Родители вставали по утрам,
Включали радио на кухне, там
Про космос колыхали без конца.
В те дни я редко видела отца
И мать, их «се’рдца пламенный мотор»
Гнал в дебри институтов и контор.
Жизнь начиналась с дивной небылицы,
С истории красавицы и птицы,
С рассказа о терпении и страсти,
С надзора грозной Парки — бабы Насти,
Которая не нянькой, а судьбой
Была,
вступившей в ранний спор с тобой.
Она дралась, орала на весь дом,
Молилась, пела, ты её с трудом
Терпела, убегала в коридор —
Ещё боялась выскочить во двор —
Но почему-то всё равно прощала...
Она уже так много обещала
Всего-всего, хорошего, плохого,
И ворона, и сокола лихого,
И чёрствый хлеб, и дальнюю дорогу.
Потом уж всё сбывалось понемногу...
Открылся путь на север и на юг,
И ты, мой сокол, тайный пёстрый друг,
Когда погашен свет, когда темно,
Не бойся страха и лети в окно.
Мне весело, я жизнь начну сначала,
Я от неё ещё не заскучала,
Ты угости меня, мы выпьем пива
За то, чтобы летать красиво,
Парить, воздушным следуя теченьям,
И на земле «ходить по приключеньям»,
Писать стихи и торговать различным —
Сомнительным — товаром заграничным,
Поскольку жизнь ещё не надоела.
Берись за дело.
Есть в мире воля выше наших воль,
Мы только помним радость или боль...
Октябрь.

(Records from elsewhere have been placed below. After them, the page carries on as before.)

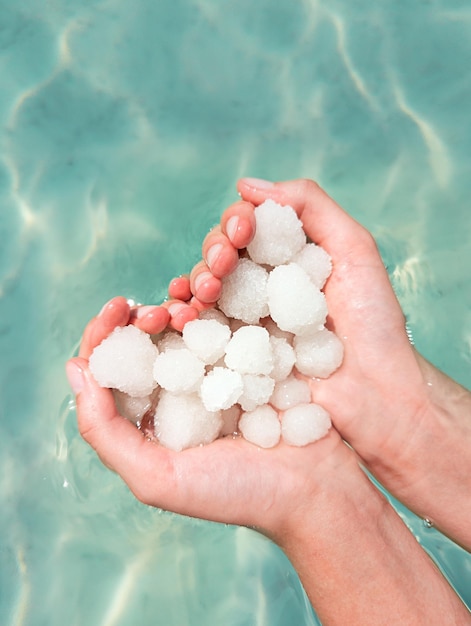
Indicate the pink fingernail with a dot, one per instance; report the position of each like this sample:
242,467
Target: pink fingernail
213,253
258,183
75,376
232,226
202,278
142,311
175,308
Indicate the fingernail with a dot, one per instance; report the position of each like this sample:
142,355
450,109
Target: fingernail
213,253
258,183
232,226
103,308
75,376
201,279
175,308
142,311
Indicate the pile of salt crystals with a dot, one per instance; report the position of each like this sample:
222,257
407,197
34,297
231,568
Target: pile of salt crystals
233,370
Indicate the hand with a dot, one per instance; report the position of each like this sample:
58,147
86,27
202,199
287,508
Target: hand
229,480
407,421
341,535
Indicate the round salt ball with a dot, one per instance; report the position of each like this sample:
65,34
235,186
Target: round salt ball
318,354
279,234
249,351
230,419
283,358
213,314
257,391
207,339
275,330
170,339
304,424
244,292
134,409
221,388
178,370
124,361
261,426
316,262
289,393
183,422
295,303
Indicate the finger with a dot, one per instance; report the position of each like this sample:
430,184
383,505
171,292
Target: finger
219,253
118,443
238,223
179,288
200,306
204,286
115,313
180,313
324,221
150,319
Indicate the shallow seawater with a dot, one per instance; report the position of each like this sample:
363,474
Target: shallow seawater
124,129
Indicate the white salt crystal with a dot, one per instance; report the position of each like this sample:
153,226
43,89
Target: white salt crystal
283,358
279,234
183,422
171,340
318,354
304,423
261,426
124,361
290,392
214,314
244,292
295,303
132,408
275,330
257,391
221,388
316,262
230,418
178,370
249,351
207,339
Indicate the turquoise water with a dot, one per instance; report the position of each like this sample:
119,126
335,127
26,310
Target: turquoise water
124,127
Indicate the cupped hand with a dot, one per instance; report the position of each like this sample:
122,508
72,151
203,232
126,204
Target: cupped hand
378,396
229,480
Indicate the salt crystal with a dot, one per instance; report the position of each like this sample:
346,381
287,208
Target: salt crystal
171,340
304,424
249,351
295,303
279,234
214,314
261,426
316,262
244,292
257,391
290,392
133,408
124,361
283,358
221,388
230,418
275,330
183,422
207,339
318,354
178,370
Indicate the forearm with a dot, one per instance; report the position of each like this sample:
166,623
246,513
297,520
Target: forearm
431,474
359,564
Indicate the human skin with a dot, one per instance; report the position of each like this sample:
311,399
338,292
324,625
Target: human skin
409,422
356,559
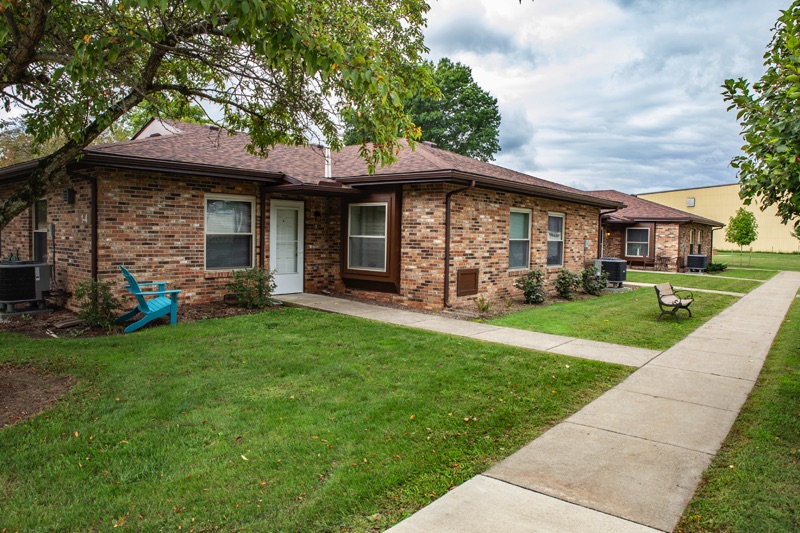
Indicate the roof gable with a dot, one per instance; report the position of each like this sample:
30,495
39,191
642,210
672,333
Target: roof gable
640,210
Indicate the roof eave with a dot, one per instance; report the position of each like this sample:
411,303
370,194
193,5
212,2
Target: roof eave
18,172
455,176
633,220
92,159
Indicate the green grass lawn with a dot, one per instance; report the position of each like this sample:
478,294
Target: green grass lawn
627,318
747,273
289,420
754,482
764,260
692,280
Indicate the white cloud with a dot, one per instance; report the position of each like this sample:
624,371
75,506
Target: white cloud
610,94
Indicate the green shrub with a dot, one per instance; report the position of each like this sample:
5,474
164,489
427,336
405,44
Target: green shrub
567,283
532,286
483,304
716,267
96,305
253,288
592,283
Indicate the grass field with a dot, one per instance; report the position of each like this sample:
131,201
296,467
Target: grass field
747,273
754,482
289,420
693,280
763,260
627,318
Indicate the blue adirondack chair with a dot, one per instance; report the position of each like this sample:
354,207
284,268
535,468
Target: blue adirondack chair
165,302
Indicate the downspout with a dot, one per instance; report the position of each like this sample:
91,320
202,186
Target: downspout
95,237
447,198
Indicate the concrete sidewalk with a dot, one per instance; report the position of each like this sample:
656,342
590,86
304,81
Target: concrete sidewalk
631,460
598,351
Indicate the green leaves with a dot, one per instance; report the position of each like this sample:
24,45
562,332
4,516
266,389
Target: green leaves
283,70
769,169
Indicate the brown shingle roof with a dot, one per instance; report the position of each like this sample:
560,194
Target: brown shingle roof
201,150
639,210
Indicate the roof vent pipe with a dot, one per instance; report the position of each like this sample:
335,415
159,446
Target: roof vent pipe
327,162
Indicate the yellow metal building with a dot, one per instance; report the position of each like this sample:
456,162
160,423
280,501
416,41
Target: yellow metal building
720,203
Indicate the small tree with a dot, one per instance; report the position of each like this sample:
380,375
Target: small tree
742,230
97,305
592,281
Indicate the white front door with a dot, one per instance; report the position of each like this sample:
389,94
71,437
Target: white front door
286,245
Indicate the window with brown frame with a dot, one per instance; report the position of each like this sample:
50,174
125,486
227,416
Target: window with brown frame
371,241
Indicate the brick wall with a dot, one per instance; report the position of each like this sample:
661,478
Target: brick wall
16,237
667,237
479,239
153,223
702,235
481,220
671,240
323,218
72,238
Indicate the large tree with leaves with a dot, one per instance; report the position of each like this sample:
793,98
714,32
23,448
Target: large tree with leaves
769,169
281,70
465,120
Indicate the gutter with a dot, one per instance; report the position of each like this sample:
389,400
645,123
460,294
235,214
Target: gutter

Трёхметровою стеной
Был окружён завод, и шерстяной
Кололся шарф, и с нянькой по двору
Мы вдоль стены гуляли на ветру,
И слёзы у неё текли из глаз
От ветра, первый снег летел на нас,
И оседал на серые платки,
На руки, плечи, на воротники.
Последний лист на ветке трепетал.
Советский сокол в космосе летал.
* * *
На фоне влажных пепельных небес,
Не лес, а городские насажденья
Едва видны, стоят как наважденье,
Издалека похожие на лес.
Мир замер в запредельной красоте,
Дожив до акварельного потопа,
И поражает зеленью укропа
Реклама пива «Гёссер» на щите.
* * *
В раздевалке, раздавив чекушку,
По одной
С АТП уйдём через вертушку
Проходной.
Всё болит, не верится, что смена
Позади.
Машенька, закат, какое небо —
Погляди.
Ты пойдёшь в застиранной футболке
До метро.
У тебя в матерчатой кошёлке
Два кило.
И не видят встречные мужчины
Красоты.
И несут кому-то апельсины
И цветы.
* * *
Я продавщица роз, взгляни сюда, Гафиз,
Вот Азии твоей багровые закаты.
На улице мороз, снега голубоваты,
Всё небо — купорос, и воздух — антифриз.
Сквозь толстое стекло глазеют в райский сад
Семь—десять человек с трамвайной остановки.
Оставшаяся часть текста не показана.